Obtaining a procurement certification or a purchasing certificate can be a wise decision for those aspiring to excel in public procurement. These certifications validate your expertise and demonstrate your commitment to professionalism in the procurement arena. Certified procurement professionals are highly regarded for their ability to make informed decisions that benefit both the public and the government agencies they serve.
Public procurement in Canada is not just about acquiring goods and services; it’s about contributing to the well-being of communities and the country as a whole. The individuals in this field understand the significance of their roles and strive to uphold the highest standards of ethics and accountability.
Whether you’re a seasoned procurement professional or just starting your journey, the public procurement landscape offers a wealth of opportunities for growth and development. From procurement management courses to ongoing procurement webinars, resources are available to help you stay informed and up-to-date with the ever-evolving world of procurement.

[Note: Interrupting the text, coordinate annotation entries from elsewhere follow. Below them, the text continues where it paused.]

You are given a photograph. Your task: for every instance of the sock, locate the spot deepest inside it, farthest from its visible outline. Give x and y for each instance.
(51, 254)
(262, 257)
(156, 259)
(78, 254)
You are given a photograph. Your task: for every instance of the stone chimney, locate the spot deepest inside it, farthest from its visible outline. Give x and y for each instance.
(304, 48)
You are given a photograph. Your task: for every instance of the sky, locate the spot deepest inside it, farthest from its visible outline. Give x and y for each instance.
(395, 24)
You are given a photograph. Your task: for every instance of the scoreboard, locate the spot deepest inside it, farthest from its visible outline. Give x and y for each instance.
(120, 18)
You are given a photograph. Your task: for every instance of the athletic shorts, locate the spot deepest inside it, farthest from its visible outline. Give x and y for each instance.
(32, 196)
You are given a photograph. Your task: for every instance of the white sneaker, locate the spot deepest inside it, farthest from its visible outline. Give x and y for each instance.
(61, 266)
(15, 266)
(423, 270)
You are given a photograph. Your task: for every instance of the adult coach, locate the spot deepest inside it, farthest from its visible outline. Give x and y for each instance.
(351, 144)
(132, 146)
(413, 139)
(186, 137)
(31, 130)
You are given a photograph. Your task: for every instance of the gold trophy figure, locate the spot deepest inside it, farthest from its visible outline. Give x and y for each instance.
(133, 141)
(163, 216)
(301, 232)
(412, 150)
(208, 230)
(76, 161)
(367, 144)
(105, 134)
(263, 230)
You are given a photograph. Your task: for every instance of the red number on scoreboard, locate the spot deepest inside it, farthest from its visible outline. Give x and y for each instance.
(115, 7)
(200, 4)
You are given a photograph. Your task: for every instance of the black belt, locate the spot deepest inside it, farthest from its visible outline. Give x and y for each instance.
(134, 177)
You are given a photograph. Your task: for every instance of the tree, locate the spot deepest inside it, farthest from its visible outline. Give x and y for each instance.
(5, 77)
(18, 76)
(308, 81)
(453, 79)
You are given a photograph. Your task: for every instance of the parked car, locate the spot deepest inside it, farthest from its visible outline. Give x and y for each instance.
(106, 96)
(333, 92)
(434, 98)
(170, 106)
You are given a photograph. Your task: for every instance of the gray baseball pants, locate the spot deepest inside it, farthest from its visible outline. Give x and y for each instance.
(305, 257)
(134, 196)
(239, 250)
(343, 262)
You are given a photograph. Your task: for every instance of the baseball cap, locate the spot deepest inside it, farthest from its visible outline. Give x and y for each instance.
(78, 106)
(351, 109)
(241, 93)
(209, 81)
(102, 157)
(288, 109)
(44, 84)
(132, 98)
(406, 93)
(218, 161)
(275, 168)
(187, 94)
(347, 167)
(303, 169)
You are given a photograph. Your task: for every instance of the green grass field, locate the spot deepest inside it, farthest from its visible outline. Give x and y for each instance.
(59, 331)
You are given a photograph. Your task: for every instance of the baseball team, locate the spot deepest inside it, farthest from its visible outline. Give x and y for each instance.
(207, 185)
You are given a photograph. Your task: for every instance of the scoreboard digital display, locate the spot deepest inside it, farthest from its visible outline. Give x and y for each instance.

Helen Doucette SCMP(Ret) has over 40 years of experience in the Purchasing, Procurement and Supply Chain Management industry, both private and public. Helen has instructed courses over 26 years. Outside of work, Helen loves tap dancing, reading, and exercising.
Author: Helen Doucette
Disclaimer: The views and opinions expressed in this article are those of the Subject Matter Experts and do not necessarily reflect the official policy or position of The Procurement School.